First post! Learning to Win by Reading Manuals in a Monte-Carlo Framework, by Branavan, Silver, and Barzilay
I’m going to be reading a lot of research papers here soon, and I thought I might try sharing what I’ve been reading here, for two reasons.
First, I suppose that most of the people who see these posts probably won’t be interested in them, but some of you will be. I’m hoping that sharing these papers with those who are interested will spark some discussion that will be helpful for me and for you, about related papers that I should be reading and how the ideas apply to problems we’re working on.
Second, I’m also sharing them with a private circle that I’ve created (an idea that was originally created (probably) by +Arun Shroff), so that I can keep track of the papers I’ve read. We’ll see if that ends up being useful or not.
So, for my first research paper: “Learning to Win By Reading Manuals in a Monte-Carlo Framework,” by Branavan, Silver, and Barzilay at MIT. Their goal is to use the text from the game manual to Civilization II as a means to building a better AI for the game. If you can read the book, the thinking goes, you can get strategy out of it to help with gameplay. Pretty cool idea. I originally saw this paper mentioned on Ars Technica a few months ago, but I went back to it at the recommendation of +Jon Clark and some others.
So how do they do it? They model the game as a Markov Decision Process (MDP), where at each state s you can take an action a from some possible set of actions.

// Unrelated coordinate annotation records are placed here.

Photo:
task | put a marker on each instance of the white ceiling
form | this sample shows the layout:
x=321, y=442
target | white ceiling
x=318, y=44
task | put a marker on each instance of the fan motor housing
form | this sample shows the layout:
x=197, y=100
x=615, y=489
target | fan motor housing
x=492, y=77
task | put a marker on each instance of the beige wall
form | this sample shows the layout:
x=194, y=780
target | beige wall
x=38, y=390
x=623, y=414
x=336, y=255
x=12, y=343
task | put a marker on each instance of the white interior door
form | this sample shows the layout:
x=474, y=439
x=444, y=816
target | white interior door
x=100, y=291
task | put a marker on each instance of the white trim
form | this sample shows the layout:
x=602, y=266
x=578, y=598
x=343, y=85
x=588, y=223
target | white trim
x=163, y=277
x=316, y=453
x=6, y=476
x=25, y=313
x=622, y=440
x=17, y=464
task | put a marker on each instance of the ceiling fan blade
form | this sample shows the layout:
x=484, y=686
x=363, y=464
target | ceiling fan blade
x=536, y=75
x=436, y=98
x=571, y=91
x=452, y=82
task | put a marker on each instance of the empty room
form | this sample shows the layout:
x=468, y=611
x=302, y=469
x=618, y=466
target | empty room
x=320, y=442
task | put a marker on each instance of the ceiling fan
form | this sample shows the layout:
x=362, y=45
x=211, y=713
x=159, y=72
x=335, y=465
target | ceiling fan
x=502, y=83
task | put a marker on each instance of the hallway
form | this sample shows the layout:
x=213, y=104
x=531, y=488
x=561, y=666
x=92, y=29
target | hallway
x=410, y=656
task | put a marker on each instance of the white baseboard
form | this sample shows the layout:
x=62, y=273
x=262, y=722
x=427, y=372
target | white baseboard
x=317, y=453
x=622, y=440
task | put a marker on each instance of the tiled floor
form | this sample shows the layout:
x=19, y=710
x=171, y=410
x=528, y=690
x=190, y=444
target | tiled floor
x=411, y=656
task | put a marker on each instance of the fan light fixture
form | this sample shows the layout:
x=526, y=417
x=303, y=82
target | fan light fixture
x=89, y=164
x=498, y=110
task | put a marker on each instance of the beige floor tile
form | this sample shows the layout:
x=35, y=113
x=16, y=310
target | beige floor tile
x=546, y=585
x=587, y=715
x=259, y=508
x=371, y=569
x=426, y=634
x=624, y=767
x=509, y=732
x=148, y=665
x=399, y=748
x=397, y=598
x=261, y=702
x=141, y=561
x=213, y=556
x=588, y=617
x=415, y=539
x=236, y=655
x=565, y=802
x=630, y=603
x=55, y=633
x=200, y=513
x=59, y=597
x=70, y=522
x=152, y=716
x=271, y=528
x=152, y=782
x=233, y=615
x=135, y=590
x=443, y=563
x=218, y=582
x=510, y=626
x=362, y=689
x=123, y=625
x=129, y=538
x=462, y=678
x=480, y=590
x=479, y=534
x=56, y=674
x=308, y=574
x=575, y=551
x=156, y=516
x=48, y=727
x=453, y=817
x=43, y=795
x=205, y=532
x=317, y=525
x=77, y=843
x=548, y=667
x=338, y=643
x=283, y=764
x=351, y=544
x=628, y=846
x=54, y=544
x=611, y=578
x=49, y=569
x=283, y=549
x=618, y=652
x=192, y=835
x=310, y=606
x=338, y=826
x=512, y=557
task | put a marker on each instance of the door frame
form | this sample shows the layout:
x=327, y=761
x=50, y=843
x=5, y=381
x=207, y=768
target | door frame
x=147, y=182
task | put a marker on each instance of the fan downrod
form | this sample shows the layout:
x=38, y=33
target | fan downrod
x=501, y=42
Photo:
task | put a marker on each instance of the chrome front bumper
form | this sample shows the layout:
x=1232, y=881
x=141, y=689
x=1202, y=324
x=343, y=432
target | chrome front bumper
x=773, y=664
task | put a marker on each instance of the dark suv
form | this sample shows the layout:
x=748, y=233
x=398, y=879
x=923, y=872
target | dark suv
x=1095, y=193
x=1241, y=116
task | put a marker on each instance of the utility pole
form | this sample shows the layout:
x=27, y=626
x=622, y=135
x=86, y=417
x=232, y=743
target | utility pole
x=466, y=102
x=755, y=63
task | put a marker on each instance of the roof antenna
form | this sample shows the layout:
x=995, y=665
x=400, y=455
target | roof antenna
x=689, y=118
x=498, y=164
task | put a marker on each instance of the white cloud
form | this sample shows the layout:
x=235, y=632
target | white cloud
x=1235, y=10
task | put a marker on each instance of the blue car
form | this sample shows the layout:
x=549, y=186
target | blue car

They extract features from the states and actions and from each sentence in the book to try to classify which sentence is most relevant to the current state. For example, the state could be “in a square with a river and hills,” the action is “build a city,” and the sentence from the manual says, “Try to build cities in grasslands, preferably with a river running through it.” They do some fancy simulation to learn this classifier actively, and it turns out to work pretty well at getting high-level strategy from the manual.
They present some evidence that shows you can get a similar effect by just using random text (that was shuffled from the original game manual), though not as pronounced. So maybe their AI model just needed to be able to learn a little bit of non-linearity that the additional state space (the associated text) gave them. The random text doesn’t perform quite as well as the actual manual, so they take that as a good sign. But the random text did way better than their baseline and only a little bit worse than the manual, so I wasn’t quite as impressed.
So why do I care about this? I think it would be really cool to have a computer read a reference grammar for some low-resource language and use the information found there to improve performance on an unsupervised NLP task, like morphological analysis. So seeing how they get information out of the game manual is pretty relevant to my research interests.